Precious

As a film critic, it’s easy to become jaded: you review a film, note its strengths and weaknesses, the camerawork, the performances, all within (for me) 300 words. Thankfully, films like Precious: Based on the novel Push by Sapphire arrive and so thoroughly shake you to your core, evincing the incredible power of cinema.

Precious (Gabourey Sidibe, in an outstanding debut), an obese, intelligent but illiterate teenager, is expelled from school because of her second pregnancy. Unbeknownst to the institution, Precious is physically abused by her mother Mary (Mo’Nique) and raped by her father, who bore her two down syndrome-afflicted children. Precious painfully exists in her surroundings, and dreams her way into an imaginary world of BET videos and movie premieres filled with people who adore her. Fortuitously, Precious enrolls at an alternative school, where her teacher Ms. Rain (Paula Patton) cultivates her intellectual potential, bestowing Precious with the ability to comprehend her reality and finally tell her own story. Similarly encouraging are the determination of social worker Ms. Weiss (an unrecognizable Mariah Carey), her nurse John (Lenny Kravitz) and her classmates.
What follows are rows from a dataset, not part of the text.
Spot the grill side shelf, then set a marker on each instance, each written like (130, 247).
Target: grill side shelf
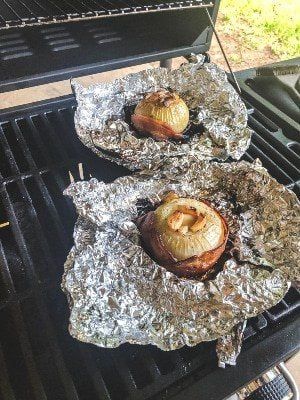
(39, 12)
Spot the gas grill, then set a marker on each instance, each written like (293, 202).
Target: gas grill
(40, 155)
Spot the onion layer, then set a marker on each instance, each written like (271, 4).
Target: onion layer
(186, 236)
(162, 114)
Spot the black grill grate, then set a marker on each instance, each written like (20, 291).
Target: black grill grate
(39, 155)
(31, 12)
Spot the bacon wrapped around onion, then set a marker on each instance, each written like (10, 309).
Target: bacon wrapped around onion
(184, 235)
(162, 115)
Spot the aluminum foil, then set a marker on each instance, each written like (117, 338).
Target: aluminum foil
(118, 294)
(101, 122)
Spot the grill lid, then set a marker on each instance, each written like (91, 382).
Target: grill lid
(73, 38)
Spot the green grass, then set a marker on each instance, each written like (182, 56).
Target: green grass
(261, 23)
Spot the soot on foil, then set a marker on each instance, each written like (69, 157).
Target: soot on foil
(118, 294)
(218, 117)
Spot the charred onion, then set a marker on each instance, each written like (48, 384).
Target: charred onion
(186, 236)
(163, 115)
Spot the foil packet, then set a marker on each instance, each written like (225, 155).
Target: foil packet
(218, 116)
(118, 294)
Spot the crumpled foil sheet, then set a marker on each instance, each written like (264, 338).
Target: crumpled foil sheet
(101, 124)
(229, 346)
(118, 294)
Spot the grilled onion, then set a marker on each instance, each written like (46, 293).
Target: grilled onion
(184, 235)
(163, 115)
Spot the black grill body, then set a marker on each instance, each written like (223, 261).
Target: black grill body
(116, 37)
(39, 156)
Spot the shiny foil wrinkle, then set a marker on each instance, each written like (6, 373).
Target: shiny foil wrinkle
(118, 294)
(215, 107)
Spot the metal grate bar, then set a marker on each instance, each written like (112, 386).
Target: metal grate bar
(47, 198)
(32, 12)
(97, 378)
(6, 391)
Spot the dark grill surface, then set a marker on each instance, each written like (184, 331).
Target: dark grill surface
(39, 155)
(29, 12)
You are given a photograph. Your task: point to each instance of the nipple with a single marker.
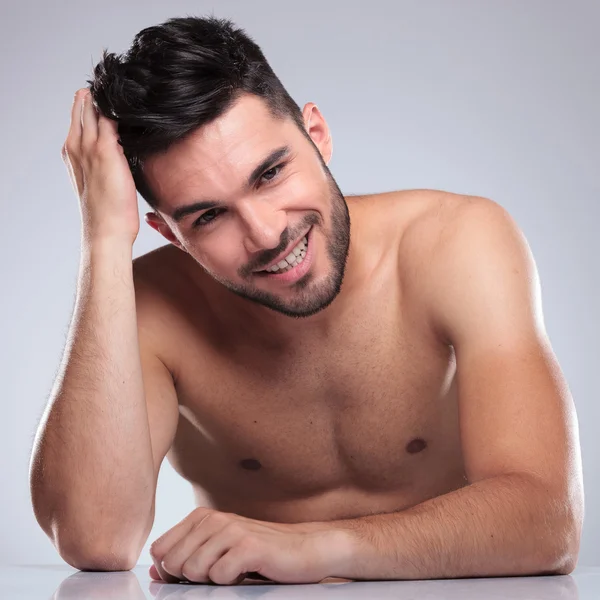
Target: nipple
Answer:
(416, 445)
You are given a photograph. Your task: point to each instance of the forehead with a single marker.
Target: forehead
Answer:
(216, 159)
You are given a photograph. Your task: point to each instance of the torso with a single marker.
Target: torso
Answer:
(365, 422)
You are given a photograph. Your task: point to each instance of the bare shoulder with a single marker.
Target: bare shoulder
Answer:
(448, 228)
(156, 276)
(439, 217)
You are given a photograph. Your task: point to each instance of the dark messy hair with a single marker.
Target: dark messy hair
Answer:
(176, 77)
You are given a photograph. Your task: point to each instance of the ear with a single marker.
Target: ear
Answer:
(158, 223)
(317, 129)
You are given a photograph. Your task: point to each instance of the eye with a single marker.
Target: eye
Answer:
(200, 222)
(272, 172)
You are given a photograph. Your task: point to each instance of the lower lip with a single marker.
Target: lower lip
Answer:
(298, 271)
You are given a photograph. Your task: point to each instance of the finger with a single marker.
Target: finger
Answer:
(89, 123)
(200, 563)
(168, 578)
(153, 572)
(167, 540)
(108, 129)
(234, 566)
(175, 558)
(75, 129)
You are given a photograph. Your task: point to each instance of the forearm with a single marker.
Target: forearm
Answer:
(91, 471)
(503, 526)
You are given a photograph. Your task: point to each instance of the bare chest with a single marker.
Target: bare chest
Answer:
(372, 411)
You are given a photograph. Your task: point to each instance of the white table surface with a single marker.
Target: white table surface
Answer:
(61, 582)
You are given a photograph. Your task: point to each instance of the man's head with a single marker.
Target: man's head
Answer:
(203, 119)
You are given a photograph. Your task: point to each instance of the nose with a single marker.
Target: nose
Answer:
(264, 225)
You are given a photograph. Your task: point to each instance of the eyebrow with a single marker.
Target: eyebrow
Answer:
(183, 211)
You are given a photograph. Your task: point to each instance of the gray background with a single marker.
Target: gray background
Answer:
(492, 98)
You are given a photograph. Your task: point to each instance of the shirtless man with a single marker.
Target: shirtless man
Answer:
(387, 408)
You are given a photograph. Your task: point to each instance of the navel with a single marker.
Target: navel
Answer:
(251, 464)
(416, 445)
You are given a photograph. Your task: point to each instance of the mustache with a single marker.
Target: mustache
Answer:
(270, 255)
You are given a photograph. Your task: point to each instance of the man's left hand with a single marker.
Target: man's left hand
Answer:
(210, 546)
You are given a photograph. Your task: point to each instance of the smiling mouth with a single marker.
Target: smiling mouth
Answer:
(292, 259)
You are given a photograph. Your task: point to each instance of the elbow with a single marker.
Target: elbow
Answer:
(565, 553)
(115, 558)
(99, 560)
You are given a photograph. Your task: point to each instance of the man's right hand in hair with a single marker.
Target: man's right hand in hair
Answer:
(100, 174)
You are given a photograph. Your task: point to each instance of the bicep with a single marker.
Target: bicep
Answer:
(161, 404)
(516, 412)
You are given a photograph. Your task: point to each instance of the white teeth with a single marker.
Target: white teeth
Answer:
(293, 258)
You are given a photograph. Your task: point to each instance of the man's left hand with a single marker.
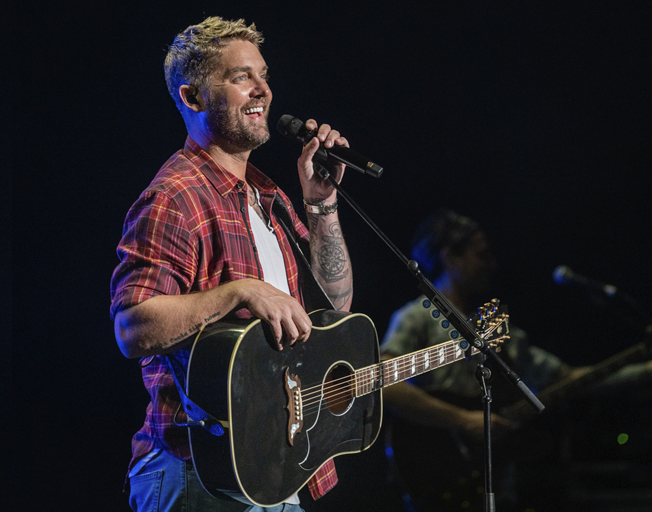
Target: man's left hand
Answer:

This film is tough. There are moments so excruciating—executed mainly by Mo’Nique, who will assuredly win an Oscar—they will leave you aghast at their horror and hyper-sensitive to your powerlessness as an audience member. But amidst the devastation, there is comedy, lightheartedness and an overwhelming sense of rebirth. Director Lee Daniels endows his film with astonishing honesty; this is filmmaking at its purest. He, and the miraculous Sidibe, immerse you so deeply with Precious’ struggle that as she rises out of her ashes, you can feel your own soul being uplifted. 

The most powerful film of the year, Precious left me physically shaking and speechless, but forever inspired. It was unlike any movie-going experience I have ever had.